Em 1994, no lançamento do Real, a frase chegou a desaparecer temporariamente das novas cédulas. As primeiras notas de R$ 1, R$ 5, R$ 10, R$ 50 e R$ 100 foram emitidas sem a inscrição. Segundo reportagem de O Estado de S. Paulo na época, a omissão ocorreu por falta de orientação formal do Banco Central à Casa da Moeda. O diretor de produção da Casa da Moeda, Tarcísio Caldas Pereira, confirmou que não recebeu ordem específica para incluir a frase. A ausência foi logo corrigida, e as edições seguintes voltaram a trazer o texto religioso.

A partir de então, a manutenção da frase passou a seguir uma lógica de continuidade administrativa, sustentada por costume e pela ausência de uma norma que a proibisse. Na prática, o país permaneceu com a inscrição, mesmo após a promulgação da Constituição de 1988, que reafirma o caráter laico do Estado brasileiro.

Em 2012, o Ministério Público Federal (MPF) em São Paulo abriu uma frente judicial para questionar a permanência da expressão nas cédulas. A ação foi conduzida pelo então procurador regional dos direitos do cidadão, Jefferson Aparecido Dias. Segundo o MPF, a frase violava o princípio da laicidade ao privilegiar uma concepção monoteísta de fé, desconsiderando ateus, agnósticos e adeptos de outras crenças.

A ação propunha a retirada da frase e apresentava uma provocação retórica para reforçar o argumento: "Se aceitarmos 'Deus seja louvado', por que não permitir uma cédula com a inscrição 'Deus não existe'?", questionava o procurador.

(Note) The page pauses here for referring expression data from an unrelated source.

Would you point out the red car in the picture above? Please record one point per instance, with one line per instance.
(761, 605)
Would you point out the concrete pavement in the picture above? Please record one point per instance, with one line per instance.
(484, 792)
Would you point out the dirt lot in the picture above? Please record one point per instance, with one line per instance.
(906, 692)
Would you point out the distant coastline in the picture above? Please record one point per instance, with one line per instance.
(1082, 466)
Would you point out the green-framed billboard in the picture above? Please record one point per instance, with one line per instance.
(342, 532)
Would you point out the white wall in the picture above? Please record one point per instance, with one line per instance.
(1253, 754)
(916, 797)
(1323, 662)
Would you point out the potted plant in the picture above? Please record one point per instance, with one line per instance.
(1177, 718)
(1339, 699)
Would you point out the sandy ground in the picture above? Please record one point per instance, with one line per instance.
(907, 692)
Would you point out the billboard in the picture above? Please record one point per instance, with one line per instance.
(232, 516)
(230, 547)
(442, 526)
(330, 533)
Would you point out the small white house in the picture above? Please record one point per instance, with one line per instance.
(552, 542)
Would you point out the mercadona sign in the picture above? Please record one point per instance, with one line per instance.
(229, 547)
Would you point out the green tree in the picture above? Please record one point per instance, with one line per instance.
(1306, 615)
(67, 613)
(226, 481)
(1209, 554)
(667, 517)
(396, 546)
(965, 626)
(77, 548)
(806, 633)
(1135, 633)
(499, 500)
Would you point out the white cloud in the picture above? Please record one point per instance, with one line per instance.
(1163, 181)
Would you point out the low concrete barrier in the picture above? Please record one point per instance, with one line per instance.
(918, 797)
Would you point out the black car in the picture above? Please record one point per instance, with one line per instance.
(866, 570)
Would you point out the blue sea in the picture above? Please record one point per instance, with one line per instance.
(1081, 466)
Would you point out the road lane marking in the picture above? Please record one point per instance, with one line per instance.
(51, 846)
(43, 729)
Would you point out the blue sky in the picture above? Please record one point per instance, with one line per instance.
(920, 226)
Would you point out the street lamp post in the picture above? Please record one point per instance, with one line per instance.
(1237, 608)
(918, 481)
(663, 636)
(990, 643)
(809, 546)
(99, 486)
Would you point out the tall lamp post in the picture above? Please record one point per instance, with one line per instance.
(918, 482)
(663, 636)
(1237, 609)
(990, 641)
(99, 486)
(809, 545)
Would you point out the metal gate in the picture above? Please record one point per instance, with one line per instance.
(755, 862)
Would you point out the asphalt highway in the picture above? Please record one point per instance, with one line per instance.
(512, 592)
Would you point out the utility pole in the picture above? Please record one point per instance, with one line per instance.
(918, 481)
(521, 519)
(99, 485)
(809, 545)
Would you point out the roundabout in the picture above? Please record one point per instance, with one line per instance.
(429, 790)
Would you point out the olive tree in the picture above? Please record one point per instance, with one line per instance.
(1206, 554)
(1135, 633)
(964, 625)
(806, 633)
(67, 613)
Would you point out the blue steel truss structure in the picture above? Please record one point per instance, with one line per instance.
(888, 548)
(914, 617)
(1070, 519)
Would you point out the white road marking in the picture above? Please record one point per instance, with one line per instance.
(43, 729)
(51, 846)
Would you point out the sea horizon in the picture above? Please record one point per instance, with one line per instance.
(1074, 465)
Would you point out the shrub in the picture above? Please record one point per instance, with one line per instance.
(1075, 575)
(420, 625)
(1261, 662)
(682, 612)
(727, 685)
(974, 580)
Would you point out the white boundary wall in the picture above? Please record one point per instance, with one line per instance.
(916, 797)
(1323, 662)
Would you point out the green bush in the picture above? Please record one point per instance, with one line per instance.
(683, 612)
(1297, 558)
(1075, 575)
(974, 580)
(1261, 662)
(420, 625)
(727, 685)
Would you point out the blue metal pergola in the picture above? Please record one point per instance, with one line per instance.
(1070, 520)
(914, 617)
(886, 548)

O Banco Central respondeu com dois principais argumentos. O primeiro foi jurídico: o preâmbulo da Constituição de 1988 menciona que ela foi promulgada "sob a proteção de Deus". O segundo foi prático: o custo estimado para modificar as cédulas chegaria a R$ 12 milhões. O órgão também alertou para o risco de "intranquilidade social" caso a frase fosse retirada.

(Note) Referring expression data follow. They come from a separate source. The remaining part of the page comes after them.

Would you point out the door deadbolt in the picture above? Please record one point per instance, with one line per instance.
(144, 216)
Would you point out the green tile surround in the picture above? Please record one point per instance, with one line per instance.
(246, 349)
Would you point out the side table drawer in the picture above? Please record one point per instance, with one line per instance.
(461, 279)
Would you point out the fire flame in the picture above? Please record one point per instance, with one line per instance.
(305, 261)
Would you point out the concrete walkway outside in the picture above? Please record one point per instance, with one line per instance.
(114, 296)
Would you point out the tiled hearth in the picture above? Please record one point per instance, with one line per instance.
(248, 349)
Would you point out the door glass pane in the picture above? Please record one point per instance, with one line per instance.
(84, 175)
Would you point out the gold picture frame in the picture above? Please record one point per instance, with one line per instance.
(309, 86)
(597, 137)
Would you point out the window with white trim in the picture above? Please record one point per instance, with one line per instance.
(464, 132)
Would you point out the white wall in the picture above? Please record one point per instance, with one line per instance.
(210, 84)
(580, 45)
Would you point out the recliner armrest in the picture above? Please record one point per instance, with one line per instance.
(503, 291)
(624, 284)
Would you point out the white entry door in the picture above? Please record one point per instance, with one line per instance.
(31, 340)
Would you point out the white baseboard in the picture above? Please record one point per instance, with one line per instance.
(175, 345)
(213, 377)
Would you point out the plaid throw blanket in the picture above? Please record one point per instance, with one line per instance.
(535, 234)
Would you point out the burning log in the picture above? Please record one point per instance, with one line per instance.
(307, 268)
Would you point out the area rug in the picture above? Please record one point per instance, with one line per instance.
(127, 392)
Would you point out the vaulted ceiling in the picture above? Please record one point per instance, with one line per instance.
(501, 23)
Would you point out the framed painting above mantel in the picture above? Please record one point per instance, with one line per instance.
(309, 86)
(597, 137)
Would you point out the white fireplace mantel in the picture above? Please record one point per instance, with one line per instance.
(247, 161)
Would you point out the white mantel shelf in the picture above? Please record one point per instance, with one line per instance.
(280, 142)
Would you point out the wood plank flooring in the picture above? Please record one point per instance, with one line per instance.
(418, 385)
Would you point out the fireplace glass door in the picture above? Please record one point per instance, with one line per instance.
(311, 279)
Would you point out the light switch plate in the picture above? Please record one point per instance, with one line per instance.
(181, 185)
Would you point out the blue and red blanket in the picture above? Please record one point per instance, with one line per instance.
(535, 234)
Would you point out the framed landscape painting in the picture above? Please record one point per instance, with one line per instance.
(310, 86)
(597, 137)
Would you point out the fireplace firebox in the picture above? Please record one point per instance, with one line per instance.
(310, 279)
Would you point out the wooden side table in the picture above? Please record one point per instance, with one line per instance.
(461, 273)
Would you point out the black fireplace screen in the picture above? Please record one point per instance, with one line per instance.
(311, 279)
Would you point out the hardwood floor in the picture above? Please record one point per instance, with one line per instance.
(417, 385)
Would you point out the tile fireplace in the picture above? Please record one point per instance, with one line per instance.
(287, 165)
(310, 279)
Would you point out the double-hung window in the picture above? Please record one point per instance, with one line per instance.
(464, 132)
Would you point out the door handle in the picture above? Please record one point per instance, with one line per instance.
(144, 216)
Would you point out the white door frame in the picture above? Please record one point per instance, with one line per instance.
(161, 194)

As decisões judiciais que se seguiram reforçaram a interpretação de que a expressão não viola o princípio da laicidade. Uma decisão da Justiça Federal citou o exemplo do Reino Unido, onde, apesar da existência de uma religião oficial, há ampla liberdade religiosa. A sentença também destacou que símbolos religiosos, como o Cristo Redentor e o nome de diversas cidades brasileiras, fazem parte da identidade cultural do País.

O Supremo Tribunal Federal (STF) também abordou o tema de forma indireta em julgamento de 2023 sobre a presença de símbolos religiosos em prédios públicos. Por unanimidade, o STF decidiu que a exibição de crucifixos e outras imagens é compatível com a laicidade, desde que representem a tradição cultural da sociedade e não imponham práticas religiosas.

O ministro Cristiano Zanin, relator do caso, ressaltou que a Constituição protege a liberdade de crença e que tais símbolos não obrigam o cidadão a seguir determinada fé. O STF, no entanto, invalidou normas que tornavam a exibição de símbolos religiosos uma obrigação legal, reforçando a ideia de que o Estado deve manter neutralidade ativa.

No campo legislativo, a tentativa de transformar a presença da frase em norma foi interrompida. O Projeto de Lei 4710/2012, do deputado Eduardo da Fonte (PP-PE), buscava tornar obrigatória a impressão de "Deus seja louvado" em todas as cédulas. O texto foi arquivado em 2013 por inadequação financeira e orçamentária, sem análise de mérito constitucional.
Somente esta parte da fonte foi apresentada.